Ich fahre bald an die Rhön in den Urlaub dort würde ich die Rute auf Forelle testen und auf Herz und Nieren Prüfen. Dann würde ich noch an den Edersee fahren und dort auf Barsche gehen. Mal sehen welcher Fisch besser auf die Rute anspricht. Nach dem aurlaub würde ich die Rute hier in heimischem Gewässern die Rute im Bodden und in der Ostsee testen. Ich würde mich freuen wenn auch eine Frau in einem meist von Männern beherrschten Sport ein Produkt testen darf. Ich würde viele Berichte schreiben und alle hautnah am Test dabei sein lassen. LG von der Insel Rügen


----------



## Sprotte 13 (2. September 2018)

*AW: Das ANGLERBOARD und Zebco suchen 10 Tester!*

Moin bin neu hier und werfe gleich mal meinen Hut in den Ring um eine von diesen Ruten zu gewinnen,


ich beabsichtige diese Rute zum Angeln mit Soons auf Großforellen am Angelsee Dorothental in Schleswig-Holstein und am Angelsee Sorkensee in Ribe DK einzusetzen. Dazu wäre es damit auch spannend an unseren Verinsgewässen mit einer leichten Dropshot-Montage den Baschen auf die Schuppen zu rücken.


Petri Euch allen.


Sprotte 13


----------



## Herr Blobfisch (2. September 2018)

*AW: Das ANGLERBOARD und Zebco suchen 10 Tester!*

Bin eh gerade dabei zu schauen wie mir Ul so liegt.
Die Rute würde ich zum Barschangeln vom Belly Boot einsetzen. Das Gewässer hat einen guten Bestand an Barschen(theo. auch Zander und Hecht), die jedoch in der Regel keine Riesen sind. Gefischt wird hauptsächlich mit jgs, wobbler, Spinner und Zocker. Aber auch mit T/C-Rig, DS und Topwater.


----------



## yukonjack (2. September 2018)

*AW: Das ANGLERBOARD und Zebco suchen 10 Tester!*

Ich würde damit nach Heiligenhafen und mein Glück auf Dorsch versuchen.


----------



## rippi (2. September 2018)

*AW: Das ANGLERBOARD und Zebco suchen 10 Tester!*



yukonjack schrieb:


> Ich würde damit nach Heiligenhafen und mein Glück auf Dorsch versuchen.

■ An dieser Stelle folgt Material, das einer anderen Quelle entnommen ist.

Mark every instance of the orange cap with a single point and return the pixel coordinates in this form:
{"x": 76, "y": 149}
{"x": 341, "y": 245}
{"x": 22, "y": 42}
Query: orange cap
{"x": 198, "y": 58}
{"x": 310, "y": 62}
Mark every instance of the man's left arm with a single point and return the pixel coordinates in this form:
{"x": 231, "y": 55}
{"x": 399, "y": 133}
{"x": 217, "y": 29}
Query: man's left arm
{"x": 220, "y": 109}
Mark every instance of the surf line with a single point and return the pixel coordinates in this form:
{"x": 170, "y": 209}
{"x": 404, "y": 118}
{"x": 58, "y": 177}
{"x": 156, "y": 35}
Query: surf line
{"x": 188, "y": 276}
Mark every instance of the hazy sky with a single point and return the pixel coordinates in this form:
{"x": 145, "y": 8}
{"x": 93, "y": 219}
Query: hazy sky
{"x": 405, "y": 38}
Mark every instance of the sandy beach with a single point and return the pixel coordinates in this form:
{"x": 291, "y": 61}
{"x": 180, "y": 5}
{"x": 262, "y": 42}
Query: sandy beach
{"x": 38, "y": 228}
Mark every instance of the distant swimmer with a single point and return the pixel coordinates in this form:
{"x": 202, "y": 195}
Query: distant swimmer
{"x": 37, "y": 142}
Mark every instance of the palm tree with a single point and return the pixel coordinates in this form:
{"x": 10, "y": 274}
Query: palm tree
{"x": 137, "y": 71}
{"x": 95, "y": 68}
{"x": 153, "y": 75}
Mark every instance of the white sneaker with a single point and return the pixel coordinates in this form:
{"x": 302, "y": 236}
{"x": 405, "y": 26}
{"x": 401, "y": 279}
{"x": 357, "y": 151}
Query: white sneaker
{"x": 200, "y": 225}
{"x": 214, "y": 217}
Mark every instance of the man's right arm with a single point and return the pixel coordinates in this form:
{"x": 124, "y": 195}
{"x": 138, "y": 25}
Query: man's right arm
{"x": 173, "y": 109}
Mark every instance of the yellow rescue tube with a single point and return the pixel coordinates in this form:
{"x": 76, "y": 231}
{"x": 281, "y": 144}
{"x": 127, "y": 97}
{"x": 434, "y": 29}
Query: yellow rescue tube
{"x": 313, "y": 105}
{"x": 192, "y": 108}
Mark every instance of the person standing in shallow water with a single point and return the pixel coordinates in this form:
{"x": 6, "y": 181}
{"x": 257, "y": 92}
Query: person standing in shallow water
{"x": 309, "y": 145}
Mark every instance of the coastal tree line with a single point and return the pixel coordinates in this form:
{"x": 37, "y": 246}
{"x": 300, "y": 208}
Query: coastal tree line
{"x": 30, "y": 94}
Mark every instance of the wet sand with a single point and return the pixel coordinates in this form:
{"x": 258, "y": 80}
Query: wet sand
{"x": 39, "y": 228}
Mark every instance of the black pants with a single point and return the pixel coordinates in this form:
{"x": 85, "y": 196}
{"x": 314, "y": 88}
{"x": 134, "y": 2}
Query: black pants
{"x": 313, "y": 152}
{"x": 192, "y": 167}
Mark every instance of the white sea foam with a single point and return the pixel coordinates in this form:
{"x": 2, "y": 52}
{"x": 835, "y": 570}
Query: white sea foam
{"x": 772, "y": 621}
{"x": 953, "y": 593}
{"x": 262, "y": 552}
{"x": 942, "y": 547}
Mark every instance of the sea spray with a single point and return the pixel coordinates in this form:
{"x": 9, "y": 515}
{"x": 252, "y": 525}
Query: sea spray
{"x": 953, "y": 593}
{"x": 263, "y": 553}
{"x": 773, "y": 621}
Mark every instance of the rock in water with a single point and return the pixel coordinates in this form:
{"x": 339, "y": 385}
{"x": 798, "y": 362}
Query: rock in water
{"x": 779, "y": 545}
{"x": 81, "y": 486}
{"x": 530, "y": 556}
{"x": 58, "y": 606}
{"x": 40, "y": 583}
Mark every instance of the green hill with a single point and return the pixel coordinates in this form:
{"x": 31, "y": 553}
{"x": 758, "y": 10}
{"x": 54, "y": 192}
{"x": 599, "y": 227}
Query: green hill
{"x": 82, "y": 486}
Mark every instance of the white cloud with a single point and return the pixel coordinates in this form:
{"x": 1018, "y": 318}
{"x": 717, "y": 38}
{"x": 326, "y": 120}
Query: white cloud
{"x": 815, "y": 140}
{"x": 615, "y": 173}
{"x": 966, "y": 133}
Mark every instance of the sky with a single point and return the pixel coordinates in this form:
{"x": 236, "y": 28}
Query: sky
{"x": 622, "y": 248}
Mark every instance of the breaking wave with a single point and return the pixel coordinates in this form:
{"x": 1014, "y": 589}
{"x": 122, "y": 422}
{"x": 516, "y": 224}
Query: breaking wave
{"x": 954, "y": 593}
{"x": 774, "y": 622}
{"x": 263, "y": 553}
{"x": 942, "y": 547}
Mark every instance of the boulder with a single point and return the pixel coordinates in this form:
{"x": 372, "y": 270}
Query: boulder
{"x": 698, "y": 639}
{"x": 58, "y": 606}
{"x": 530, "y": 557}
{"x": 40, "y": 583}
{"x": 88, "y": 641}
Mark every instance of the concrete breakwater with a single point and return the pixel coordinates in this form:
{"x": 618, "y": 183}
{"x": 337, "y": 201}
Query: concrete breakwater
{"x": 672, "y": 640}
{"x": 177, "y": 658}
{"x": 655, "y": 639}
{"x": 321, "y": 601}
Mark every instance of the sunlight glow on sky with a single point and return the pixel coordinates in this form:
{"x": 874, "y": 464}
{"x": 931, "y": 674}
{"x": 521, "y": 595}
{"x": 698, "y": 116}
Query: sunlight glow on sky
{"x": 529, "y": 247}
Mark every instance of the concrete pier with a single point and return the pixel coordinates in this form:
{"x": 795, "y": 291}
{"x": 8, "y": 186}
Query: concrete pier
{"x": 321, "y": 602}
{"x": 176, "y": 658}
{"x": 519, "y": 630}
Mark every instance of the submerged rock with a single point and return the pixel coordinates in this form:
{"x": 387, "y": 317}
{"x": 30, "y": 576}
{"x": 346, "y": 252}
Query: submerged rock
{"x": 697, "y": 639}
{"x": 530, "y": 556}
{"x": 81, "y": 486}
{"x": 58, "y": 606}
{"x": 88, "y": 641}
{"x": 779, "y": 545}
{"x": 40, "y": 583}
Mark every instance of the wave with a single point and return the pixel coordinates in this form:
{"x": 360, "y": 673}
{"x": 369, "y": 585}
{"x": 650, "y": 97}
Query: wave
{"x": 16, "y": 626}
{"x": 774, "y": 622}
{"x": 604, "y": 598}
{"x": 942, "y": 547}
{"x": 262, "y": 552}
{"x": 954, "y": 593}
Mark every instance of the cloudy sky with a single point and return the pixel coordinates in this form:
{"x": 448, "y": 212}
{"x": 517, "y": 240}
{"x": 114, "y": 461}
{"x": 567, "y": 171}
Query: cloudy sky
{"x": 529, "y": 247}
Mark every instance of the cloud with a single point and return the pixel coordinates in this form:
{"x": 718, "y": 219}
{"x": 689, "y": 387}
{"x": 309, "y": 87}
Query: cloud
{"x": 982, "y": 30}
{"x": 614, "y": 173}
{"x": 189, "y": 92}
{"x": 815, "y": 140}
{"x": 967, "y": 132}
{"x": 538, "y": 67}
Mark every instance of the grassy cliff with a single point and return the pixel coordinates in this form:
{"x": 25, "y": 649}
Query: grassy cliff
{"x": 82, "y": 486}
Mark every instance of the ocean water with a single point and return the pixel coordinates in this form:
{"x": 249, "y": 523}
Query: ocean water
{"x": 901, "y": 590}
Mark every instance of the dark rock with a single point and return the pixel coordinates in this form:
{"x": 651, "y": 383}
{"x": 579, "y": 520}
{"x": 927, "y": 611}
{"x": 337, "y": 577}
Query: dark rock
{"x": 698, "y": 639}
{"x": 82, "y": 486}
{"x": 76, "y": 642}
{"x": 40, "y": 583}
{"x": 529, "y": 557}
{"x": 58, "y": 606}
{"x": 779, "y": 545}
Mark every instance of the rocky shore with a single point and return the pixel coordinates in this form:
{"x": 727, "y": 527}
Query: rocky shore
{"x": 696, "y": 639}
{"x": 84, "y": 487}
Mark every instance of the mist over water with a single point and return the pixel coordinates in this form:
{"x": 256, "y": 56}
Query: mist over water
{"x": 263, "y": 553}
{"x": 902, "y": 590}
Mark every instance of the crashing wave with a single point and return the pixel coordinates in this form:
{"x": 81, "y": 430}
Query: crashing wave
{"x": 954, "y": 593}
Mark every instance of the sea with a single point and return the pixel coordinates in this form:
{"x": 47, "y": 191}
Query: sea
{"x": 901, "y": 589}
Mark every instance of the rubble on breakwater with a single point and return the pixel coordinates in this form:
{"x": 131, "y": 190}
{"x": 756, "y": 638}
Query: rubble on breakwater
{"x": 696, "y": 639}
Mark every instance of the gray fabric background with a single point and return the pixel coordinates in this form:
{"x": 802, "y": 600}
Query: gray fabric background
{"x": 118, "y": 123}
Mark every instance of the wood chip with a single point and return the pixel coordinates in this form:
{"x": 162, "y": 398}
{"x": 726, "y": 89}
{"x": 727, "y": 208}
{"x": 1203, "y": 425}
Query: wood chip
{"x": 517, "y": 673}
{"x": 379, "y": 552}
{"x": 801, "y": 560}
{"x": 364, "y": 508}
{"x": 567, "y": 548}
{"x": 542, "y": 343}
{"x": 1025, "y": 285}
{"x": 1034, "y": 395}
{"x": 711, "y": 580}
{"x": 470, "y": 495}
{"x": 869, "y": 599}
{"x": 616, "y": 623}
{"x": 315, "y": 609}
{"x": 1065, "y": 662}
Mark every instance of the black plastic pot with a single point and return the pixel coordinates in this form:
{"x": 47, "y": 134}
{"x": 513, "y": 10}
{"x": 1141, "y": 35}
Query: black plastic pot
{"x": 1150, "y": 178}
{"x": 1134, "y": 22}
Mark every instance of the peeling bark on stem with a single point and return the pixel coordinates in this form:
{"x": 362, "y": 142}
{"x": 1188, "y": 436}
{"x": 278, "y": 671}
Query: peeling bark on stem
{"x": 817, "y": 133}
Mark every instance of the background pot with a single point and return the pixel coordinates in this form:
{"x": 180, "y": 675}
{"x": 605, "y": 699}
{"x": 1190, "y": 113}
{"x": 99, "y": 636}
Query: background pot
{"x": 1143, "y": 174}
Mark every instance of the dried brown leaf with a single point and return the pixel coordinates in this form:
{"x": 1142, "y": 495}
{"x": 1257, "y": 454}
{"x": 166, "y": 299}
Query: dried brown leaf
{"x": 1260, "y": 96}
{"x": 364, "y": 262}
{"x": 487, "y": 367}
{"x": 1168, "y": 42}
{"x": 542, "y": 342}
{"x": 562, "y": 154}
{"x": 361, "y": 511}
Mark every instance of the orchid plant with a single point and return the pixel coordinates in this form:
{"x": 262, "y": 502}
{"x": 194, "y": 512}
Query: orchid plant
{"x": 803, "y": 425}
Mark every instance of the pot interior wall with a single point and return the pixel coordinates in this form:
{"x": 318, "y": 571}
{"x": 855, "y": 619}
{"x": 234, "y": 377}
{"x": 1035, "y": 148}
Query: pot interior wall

Ich hoffe du bekommst die Rute, weil ich diesen Bericht wirklich sehen wollen würde.


----------



## Hering 58 (2. September 2018)

*AW: Das ANGLERBOARD und Zebco suchen 10 Tester!*



yukonjack schrieb:


> Ich würde damit nach Heiligenhafen und mein Glück auf Dorsch versuchen.



Den Bericht möchte ich auch Lesen.:m


----------



## Anglerboard Redaktion (3. September 2018)

*AW: Das ANGLERBOARD und Zebco suchen 10 Tester!*

Hallo Boardies,

hier kommen die Gewinner:

19maxim88
Forelle74
Bilch
Rantanplan_420
MarkusD_08
ORKA1977
Arne0109
Gunnar76
Icebaer0815
JackDaNils


 Herzlichen Glückwunsch! Bitte schickte uns Eure Adresse in einer PN.
Wir kümmern uns darum, dass Ihr Eure Rute bekommt!

Allen Teilnehmern wünschen wir hier weiterhin viel Spaß und Petri Heil!


----------



## jkc (3. September 2018)

*AW: Das ANGLERBOARD und Zebco suchen 10 Tester!*

Moin, gratuliere den Auserwählten.:q

Wurden die Probanden per Los ermittelt, oder habt ihr die Auswahl selbst getroffen?

Grüße JK


----------



## Nuesse (3. September 2018)

*AW: Das ANGLERBOARD und Zebco suchen 10 Tester!*

Glückwunsch an Rantanplan ,die anderen Nicks sagen mir nix deshalb ein Herzliches Willkommen an Board #h


----------



## Kami One (3. September 2018)

*AW: Das ANGLERBOARD und Zebco suchen 10 Tester!*



jkc schrieb:


> Moin, gratuliere den Auserwählten.:q
> 
> Wurden die Probanden per Los ermittelt, oder habt ihr die Auswahl selbst getroffen?
> 
> Grüße JK


Ich vermute mal per Los. Renommee im Forum war schon mal kein Kriterium.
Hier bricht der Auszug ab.